The next fall the downy excavated another limb in the old apple-tree, but had not got his retreat quite finished when the large hairy woodpecker appeared upon the scene. I heard his loud click, click, early one frosty November morning. There was something impatient and angry in the tone that arrested my attention. I saw the bird fly to the tree where downy had been at work, and fall with great violence upon the entrance to his cavity. The bark and the chips flew beneath his vigorous blows, and, before I fairly woke up to what he was doing, he had completely demolished the neat, round doorway of downy. He had made a large, ragged opening, large enough for himself to enter. I drove him away and my favorite came back, but only to survey the ruins of his castle for a moment and then go away. He lingered about for a day or two and then disappeared.
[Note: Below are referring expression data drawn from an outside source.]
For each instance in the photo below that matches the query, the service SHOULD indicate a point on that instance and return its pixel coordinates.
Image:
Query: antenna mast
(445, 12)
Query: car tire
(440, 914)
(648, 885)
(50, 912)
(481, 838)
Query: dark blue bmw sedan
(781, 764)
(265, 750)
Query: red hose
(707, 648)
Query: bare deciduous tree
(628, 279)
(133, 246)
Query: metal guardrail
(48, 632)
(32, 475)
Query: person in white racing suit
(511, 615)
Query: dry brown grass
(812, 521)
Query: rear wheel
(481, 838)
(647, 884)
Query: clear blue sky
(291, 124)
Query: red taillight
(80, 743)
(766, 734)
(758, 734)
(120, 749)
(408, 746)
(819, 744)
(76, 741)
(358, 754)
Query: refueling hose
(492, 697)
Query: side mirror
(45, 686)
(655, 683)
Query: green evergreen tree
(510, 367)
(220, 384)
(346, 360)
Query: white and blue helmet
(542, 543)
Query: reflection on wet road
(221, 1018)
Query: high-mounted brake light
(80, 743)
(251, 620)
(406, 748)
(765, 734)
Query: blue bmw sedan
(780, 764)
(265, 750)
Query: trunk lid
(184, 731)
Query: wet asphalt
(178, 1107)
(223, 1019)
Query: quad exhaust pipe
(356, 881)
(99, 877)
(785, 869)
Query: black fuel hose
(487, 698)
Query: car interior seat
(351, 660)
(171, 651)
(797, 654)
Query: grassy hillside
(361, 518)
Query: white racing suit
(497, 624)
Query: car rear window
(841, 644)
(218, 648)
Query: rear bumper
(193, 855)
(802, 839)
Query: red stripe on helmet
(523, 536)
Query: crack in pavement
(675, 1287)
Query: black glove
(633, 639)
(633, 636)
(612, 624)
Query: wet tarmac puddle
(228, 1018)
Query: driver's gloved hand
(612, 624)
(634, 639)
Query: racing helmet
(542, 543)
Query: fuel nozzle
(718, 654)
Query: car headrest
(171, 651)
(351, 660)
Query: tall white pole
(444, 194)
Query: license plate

The big hairy usurper passed a night in the cavity; but on being hustled out of it the next night by me, he also left, but not till he had demolished the entrance to a cavity in a neighboring tree where downy and his mate had reared their brood that summer, and where I had hoped the female would pass the winter.
III
A SPRING RELISH
It is a little remarkable how regularly severe and mild winters alternate in our climate for a series of years,—a feminine and a masculine one, as it were, almost invariably following each other. Every other season now for ten years the ice-gatherers on the river have been disappointed of a full harvest, and every other season the ice has formed from fifteen to twenty inches thick. From 1873 to 1884 there was no marked exception to this rule. But in the last-named year, when, according to the succession, a mild winter was due, the breed seemed to have got crossed, and a sort of mongrel winter was the result; neither mild nor severe, but very stormy, capricious, and disagreeable, with ice a foot thick on the river. The winter which followed, that of 1884-85, though slow and hesitating at first, fully proved itself as belonging to the masculine order. The present winter of 1885-86 shows a marked return to the type of two years ago—less hail and snow, but by no means the mild season that was due. By and by, probably, the meteorological influences will get back into the old ruts again, and we shall have once more the regular alternation of mild and severe winters. During very open winters, like that of 1879-80, nature in my latitude, eighty miles north of New York, hardly shuts up house at all. That season I heard a little piping frog on the 7th of December, and on the 18th of January, in a spring run, I saw the common bullfrog out of his hibernaculum, evidently thinking it was spring. A copperhead snake was killed here about the same date; caterpillars did not seem to retire, as they usually do, but came forth every warm day. The note of the bluebird was heard nearly every week all winter, and occasionally that of the robin. Such open winters make one fear that his appetite for spring will be blunted when spring really does come; but he usually finds that the April days have the old relish. April is that part of the season that never cloys upon the palate. It does not surfeit one with good things, but provokes and stimulates the curiosity. One is on the alert; there are hints and suggestions on every hand. Something has just passed, or stirred, or called, or breathed, in the open air or in the ground about, that we would fain know more of. May is sweet, but April is pungent. There is frost enough in it to make it sharp, and heat enough in it to make it quick.
AN EVENING IN SPRING
In my walks in April, I am on the lookout for watercresses. It is a plant that has the pungent April flavor. In many parts of the country the watercress seems to have become completely naturalized, and is essentially a wild plant. I found it one day in a springy place, on the top of a high, wooded mountain, far from human habitation. We gathered it and ate it with our sandwiches. Where the walker cannot find this salad, a good substitute may be had in our native spring cress, which is also in perfection in April. Crossing a wooded hill in the regions of the Catskills on the 15th of the month, I found a purple variety of the plant, on the margin of a spring that issued from beneath a ledge of rocks, just ready to bloom. I gathered the little white tubers, that are clustered like miniature potatoes at the root, and ate them, and they were a surprise and a challenge to the tongue; on the table they would well fill the place of mustard, and horseradish, and other appetizers. When I was a schoolboy, we used to gather, in a piece of woods on our way to school, the roots of a closely allied species to eat with our lunch. But we generally ate it up before lunch-time. Our name for this plant was "Crinkle-root." The botanists call it the toothwort (Dentaria), also pepper-root.
From what fact or event shall one really date the beginning of spring? The little piping frogs usually furnish a good starting-point. One spring I heard the first note on the 6th of April; the next on the 27th of February; but in reality the latter season was only two weeks earlier than the former. When the bees carry in their first pollen, one would think spring had come; yet this fact does not always correspond with the real stage of the season. Before there is any bloom anywhere, bees will bring pollen to the hive. Where do they get it?